Long story short and without any major spoilers, the show tells the tale of Annie, a city girl who moves to the quaint little English countryside village of Fernwood. As she tries to find her place in such a vastly different lifestyle, she faces the everyday tasks of falling in love and casually saving an entire village from destruction. There are parallel stories of other villagers alongside the main plot which act as a nice occasional detour, and you really do fall in love with a lot of the characters by the end with the way they are so excellently portrayed. Be prepared for some excellent British culture jokes, a splash of audience interaction, and a cute town anthem.

This was my first time at the North Wall Arts Centre, and I was surprised by how lovely a space it is. It feels like a mini Blackfriars Theatre with that Shakespearian-esque touch, but for this night the air was completely folk-oriented. The crew utilised the environment really well with the positioning of the cast in some scenes, and the lighting had some really effective moments. The band were placed nicely at the back of the stage, and the small ensemble (two keyboards, guitar and clarinet) suited the show well. Lilli Ganzer on clarinet added a nice flair with some supporting melodies to songs, and Ferdinand Castera (Musical Director and Keyboardist) held everything together from big group numbers to more gentle transitions.

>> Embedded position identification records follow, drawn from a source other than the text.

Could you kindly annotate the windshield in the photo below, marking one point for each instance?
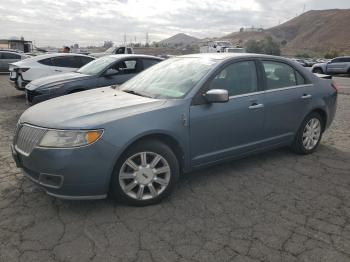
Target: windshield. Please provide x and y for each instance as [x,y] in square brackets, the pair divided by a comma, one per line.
[110,50]
[96,66]
[173,78]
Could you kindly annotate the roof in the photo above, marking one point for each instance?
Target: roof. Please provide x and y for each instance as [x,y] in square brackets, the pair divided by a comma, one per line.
[56,55]
[132,55]
[224,56]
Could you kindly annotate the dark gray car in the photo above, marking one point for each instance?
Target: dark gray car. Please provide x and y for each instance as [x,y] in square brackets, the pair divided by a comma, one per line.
[182,114]
[108,70]
[8,57]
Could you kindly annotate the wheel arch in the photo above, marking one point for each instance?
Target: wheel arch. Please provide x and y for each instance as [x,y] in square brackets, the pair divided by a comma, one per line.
[323,115]
[166,138]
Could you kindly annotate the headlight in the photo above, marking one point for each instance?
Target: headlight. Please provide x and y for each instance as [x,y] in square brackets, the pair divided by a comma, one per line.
[69,138]
[50,89]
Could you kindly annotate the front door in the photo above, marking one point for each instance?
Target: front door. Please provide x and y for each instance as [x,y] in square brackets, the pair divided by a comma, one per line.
[287,98]
[225,130]
[125,70]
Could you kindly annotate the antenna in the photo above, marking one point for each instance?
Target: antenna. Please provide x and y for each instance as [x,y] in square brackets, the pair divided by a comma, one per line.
[147,38]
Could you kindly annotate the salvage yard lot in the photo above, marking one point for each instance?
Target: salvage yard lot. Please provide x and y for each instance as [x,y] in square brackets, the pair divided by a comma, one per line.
[276,206]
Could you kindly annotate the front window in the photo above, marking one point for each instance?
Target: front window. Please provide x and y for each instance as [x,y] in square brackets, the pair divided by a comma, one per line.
[238,78]
[110,50]
[96,66]
[173,78]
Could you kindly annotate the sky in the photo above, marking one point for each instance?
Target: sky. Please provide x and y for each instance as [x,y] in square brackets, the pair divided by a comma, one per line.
[90,22]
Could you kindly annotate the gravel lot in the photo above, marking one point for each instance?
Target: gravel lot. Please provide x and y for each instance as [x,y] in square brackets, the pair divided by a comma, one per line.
[272,207]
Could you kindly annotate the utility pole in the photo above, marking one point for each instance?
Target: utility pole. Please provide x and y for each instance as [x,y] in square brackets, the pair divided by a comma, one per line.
[147,38]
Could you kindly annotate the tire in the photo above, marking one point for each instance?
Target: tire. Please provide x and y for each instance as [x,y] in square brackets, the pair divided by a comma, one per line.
[318,70]
[300,144]
[138,184]
[75,91]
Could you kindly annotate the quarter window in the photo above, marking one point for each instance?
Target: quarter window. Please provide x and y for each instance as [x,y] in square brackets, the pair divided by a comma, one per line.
[300,78]
[238,78]
[10,56]
[46,61]
[279,75]
[85,60]
[66,61]
[127,66]
[149,62]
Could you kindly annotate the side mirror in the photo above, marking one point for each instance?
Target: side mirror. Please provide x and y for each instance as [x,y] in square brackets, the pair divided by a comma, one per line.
[111,72]
[217,96]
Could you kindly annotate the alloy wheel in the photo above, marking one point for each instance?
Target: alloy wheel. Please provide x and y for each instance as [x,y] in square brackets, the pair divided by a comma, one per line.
[311,133]
[144,175]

The music: it’s the heart and soul of this place

~ Annie

Sophia George suited the role of Annie incredibly well. With a strong voice and a complete embodiment of her character, she stole the stage with her solo numbers and assertive stage presence. Annie’s slow-burn romance – or as slow as you can get in a 2-hour show – with Kitt (played excellently by Evie Gilder) was heart-warming, and their duet in Act 2 almost had me in tears.

James Morrell as Jimmy Green may have been my favourite character. I’m biased as a musician, but it was so lovely to see a proper actor-musician playing (not miming) on stage – and with a really good storyline, too. Morrell successfully captured an intricate character battling big dreams and alcohol abuse, and with such a lovely voice and unequivocal charm, his plentiful talent was evident.

Last but in no way least, Victoria Kinne as the villain Matilda Morrissey was captivating. During her powerful solo number ‘When Matilda Calls’ at the end of Act 1, I could not take my eyes off her. Kinne held herself with such poise and authority: it emphasised the unwavering force that was her character threatening the village with urbanisation and wonderfully obnoxious levels of English snobbery.

The rest of the cast completely supported the cosy village aesthetic and were dedicated to their roles. The school scenes with Fizza Laidi and Sahar Malaika were particularly charming and definitely reminded me of my own school days in the weird and wonderful environment of British schools. 

I felt some minor inconsistencies throughout, such as some jokes or props not quite making sense, or transitions seeming to begin but with no music. Regarding transitions (which are notoriously difficult), some of them felt quite long or a little clumsy: some cast members were acting through transitions and some weren’t, so transitions versus action were not always clear. I must stress that these points did not detract from the overall reception of the show: the small but enthralled audience was clapping and cheering at almost every opportunity.

I cannot recommend seeing this show enough (especially during Pride Month!). It is evident that so much hard work has gone into this, and it’s always a joy to appreciate some fresh new writing – especially something so charming, fun and heartfelt. Grab yourself a ticket here for tonight or tomorrow: it’s a 10-minute bus from the Magdalen Street Tesco, and it’s a surefire way to enjoy one of your last evenings of the term.